14 I think it was capable of being accepted and in my view, in the circumstances, effect should be given to the offer. The plaintiff proceeded knowing that the estate would seek costs if she recovered less than the offer made.
15 It may not be an easy task in Part IV litigation to make a proper evaluation of the worth of an offer. It may also be very difficult to make some assessment of the worth of the judgment. Accordingly, there may be difficulty in making the comparison in some cases. I do not think that is the position here.

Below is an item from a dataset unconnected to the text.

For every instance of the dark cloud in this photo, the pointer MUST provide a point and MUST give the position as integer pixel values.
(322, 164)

16 As I have stated, I propose to give effect to the offer. It was to remain open for a period of seven days and in my view the plaintiff is entitled to have the benefit of that so that any costs that she incurred up to and including 19 July should be paid out of the estate. However, it appears to me that it would be appropriate that she should pay any costs incurred by the estate post 19 July 2005 on a solicitor-client basis.
17 If there is some uncertainty about an offer in litigation, I remind everybody of what I said in the Aquamax case about parties bona fide attempting to settle their disputes and to open discussions on offers and seek to clarify same if there is some degree of uncertainty. In my view, the offer of 12 July should have been looked at seriously by the plaintiff and if there were any doubts about some aspects of it, they should have been at least the subject of some discussion. I think that it is appropriate that I should make orders giving effect to the fact that the offer was not accepted. However, in order to avoid further costs in this very small estate, I would be prepared to fix the amount of costs which the executors incurred after 19 July 2005.
18 Mr Goldblatt, as I expected of him in any event, frankly stated that he had been briefed by 19 July so the costs involved for the day's hearing would be the costs that would be paid to his solicitor being present in court throughout and any other expenses such as any contribution to transcript. Unfortunately, Mr Goldblatt could not assist me in regard to these matters, and I am not being critical of him, because there is no reason why he should know what a solicitor is entitled to under the Supreme Court Rules for the costs of a day in Court.
19 What I propose to do is that I will make orders, but I will fix the costs and I ask the parties to discuss it with their respective solicitors and work out what is a fair amount to be awarded to the executors for that day in Court, and I would have thought it would not be much more than $2,000.
20 I will make the orders in the proceeding, leaving blank the amount of the agreed costs, which can be inserted when the parties have agreed.